What should've happened in this situation is me keying her car. But no. My Midwestern upbringing would not allow it. Instead, after gaining my composure, I simply swerved around to her driver's side door, knocked on her window to get her attention and enunciated with great effort the words, "You're a dick." Now, this would have been slightly awesome if I didn't add one more word to that statement of fact -- "ma'am."
"You're a dick, ma'am."
Yeah. All of my accumulated badassery (even if there wasn't that much to begin with -- thanks Minnesota) vanished at that very moment. In fact, I'm pretty sure the pedestrians, including the children, crossing the street in front of me reacted with shock followed by laughter. "Did she just say 'ma'am'?" I swear one of them asked.
Yes. Yes I did. I said, "You're a dick, ma'am."
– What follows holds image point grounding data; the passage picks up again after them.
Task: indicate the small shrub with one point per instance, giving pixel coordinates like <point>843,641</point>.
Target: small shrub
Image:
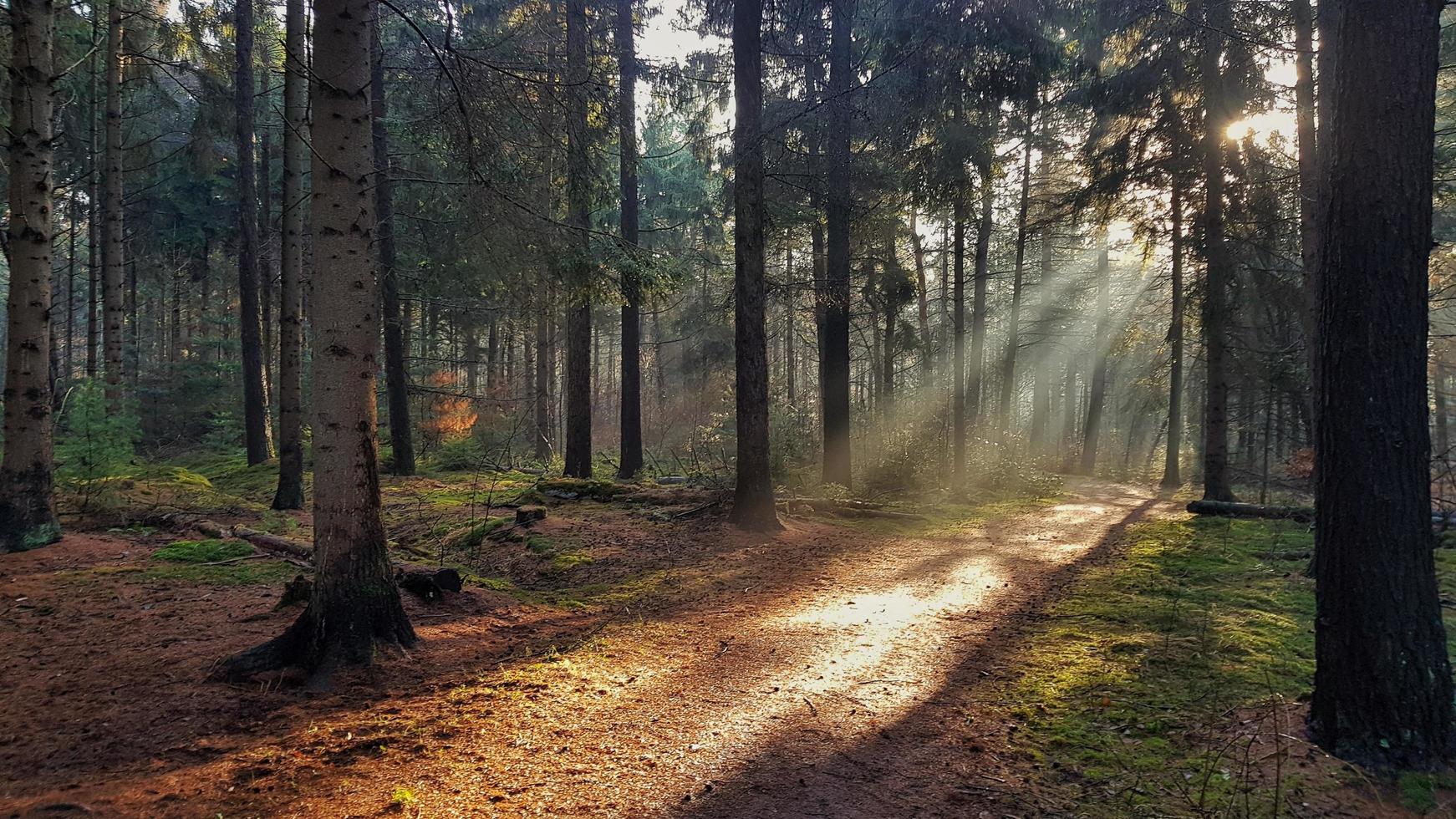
<point>94,444</point>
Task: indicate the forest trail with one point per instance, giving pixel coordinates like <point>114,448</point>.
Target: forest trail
<point>810,677</point>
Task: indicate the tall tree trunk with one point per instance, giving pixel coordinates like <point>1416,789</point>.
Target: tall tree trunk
<point>835,404</point>
<point>543,375</point>
<point>924,298</point>
<point>1171,475</point>
<point>290,268</point>
<point>1092,431</point>
<point>1041,370</point>
<point>354,608</point>
<point>790,332</point>
<point>959,396</point>
<point>396,379</point>
<point>72,217</point>
<point>753,489</point>
<point>890,287</point>
<point>113,247</point>
<point>265,261</point>
<point>1014,314</point>
<point>94,210</point>
<point>1216,483</point>
<point>578,218</point>
<point>27,504</point>
<point>255,402</point>
<point>1308,174</point>
<point>1382,677</point>
<point>631,461</point>
<point>983,247</point>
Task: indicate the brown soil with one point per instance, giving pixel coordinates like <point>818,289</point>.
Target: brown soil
<point>824,671</point>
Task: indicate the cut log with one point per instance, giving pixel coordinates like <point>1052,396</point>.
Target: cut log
<point>1230,510</point>
<point>429,585</point>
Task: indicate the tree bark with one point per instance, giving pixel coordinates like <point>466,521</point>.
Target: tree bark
<point>114,261</point>
<point>835,404</point>
<point>27,504</point>
<point>753,489</point>
<point>94,211</point>
<point>1092,431</point>
<point>959,396</point>
<point>396,379</point>
<point>983,247</point>
<point>290,313</point>
<point>255,402</point>
<point>1382,677</point>
<point>578,218</point>
<point>1173,477</point>
<point>354,610</point>
<point>1008,386</point>
<point>631,392</point>
<point>1216,483</point>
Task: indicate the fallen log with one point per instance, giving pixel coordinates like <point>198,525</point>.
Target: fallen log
<point>1234,510</point>
<point>1301,514</point>
<point>853,510</point>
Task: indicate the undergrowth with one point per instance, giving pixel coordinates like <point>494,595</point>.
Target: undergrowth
<point>1167,681</point>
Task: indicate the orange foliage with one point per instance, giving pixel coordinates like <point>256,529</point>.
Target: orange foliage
<point>447,418</point>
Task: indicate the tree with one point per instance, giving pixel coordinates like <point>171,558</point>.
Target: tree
<point>753,491</point>
<point>1092,431</point>
<point>396,379</point>
<point>354,607</point>
<point>255,398</point>
<point>1171,476</point>
<point>631,460</point>
<point>290,316</point>
<point>113,247</point>
<point>835,381</point>
<point>578,217</point>
<point>1382,677</point>
<point>27,504</point>
<point>1216,482</point>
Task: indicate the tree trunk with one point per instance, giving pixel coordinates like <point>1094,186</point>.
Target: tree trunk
<point>983,247</point>
<point>354,608</point>
<point>631,415</point>
<point>1216,483</point>
<point>543,375</point>
<point>959,343</point>
<point>1092,431</point>
<point>290,268</point>
<point>1308,172</point>
<point>578,218</point>
<point>753,489</point>
<point>27,505</point>
<point>94,211</point>
<point>396,379</point>
<point>1171,475</point>
<point>1041,370</point>
<point>114,261</point>
<point>1014,316</point>
<point>255,402</point>
<point>835,404</point>
<point>924,298</point>
<point>1382,679</point>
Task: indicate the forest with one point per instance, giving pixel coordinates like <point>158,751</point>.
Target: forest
<point>728,410</point>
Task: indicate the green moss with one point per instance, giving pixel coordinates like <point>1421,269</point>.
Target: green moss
<point>561,555</point>
<point>474,536</point>
<point>243,573</point>
<point>1152,650</point>
<point>201,550</point>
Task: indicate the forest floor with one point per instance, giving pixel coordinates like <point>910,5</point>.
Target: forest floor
<point>1094,654</point>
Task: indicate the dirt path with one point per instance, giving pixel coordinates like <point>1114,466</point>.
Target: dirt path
<point>808,677</point>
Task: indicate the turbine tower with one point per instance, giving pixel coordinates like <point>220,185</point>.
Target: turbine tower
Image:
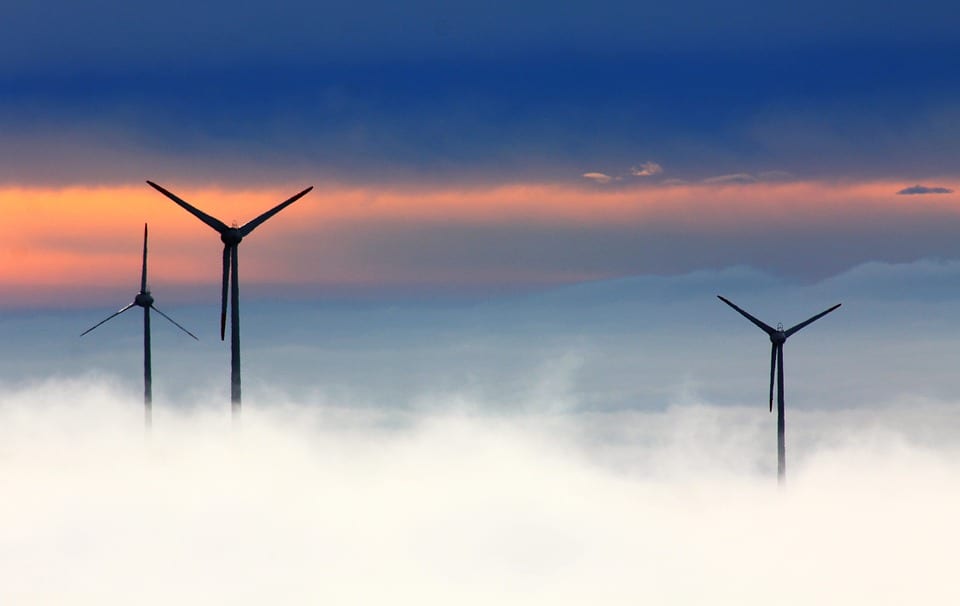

What was I thinking?! I mean, seriously, it's like reading a Shakespearean sonnet and adding "or whatever" at the end. It's retarded. I'm retarded.
But more than that, I'm disappointed. If there's any group of people with whom it's not just OK, but almost required to verbally spar and swear at, it's obnoxious drivers -- and that goes not just for cyclist-driver sparring, but for driver-driver and pedestrian-driver, as well.
For some reason, and I think this phenomenon is especially prevalent on the East Coast, it's perfectly acceptable, and sometimes even encouraged, to completely lose your composure on the road. I never really knew of the satisfaction of flipping a really good bird to a driver until I moved out here and started bike-commuting.
Growing up in Minnesota (the last place I used a bicycle on a regular basis), I never had a lot of drivers creepin' up on my sweet ass, honking incessantly, cutting me off and dangerously slamming on their brakes. Then again, I was 14 years old and it's bad form to cuss out a child, unless, of course, that child is a really angry German video game nerd (see link above) or doing "hoodrat stuff with this friends." Then it's fair game.
But drivers -- especially East Coast drivers -- are always fair game, which is why I'm feeling like an epic failure right now. I lost the game. Although I'm pretty sure after several practice sessions, I've perfected my bird-flipping skillz, my verbal assault smack-downs are clearly in need of some work. What's next? I'll see you in hell, sir? Dammit.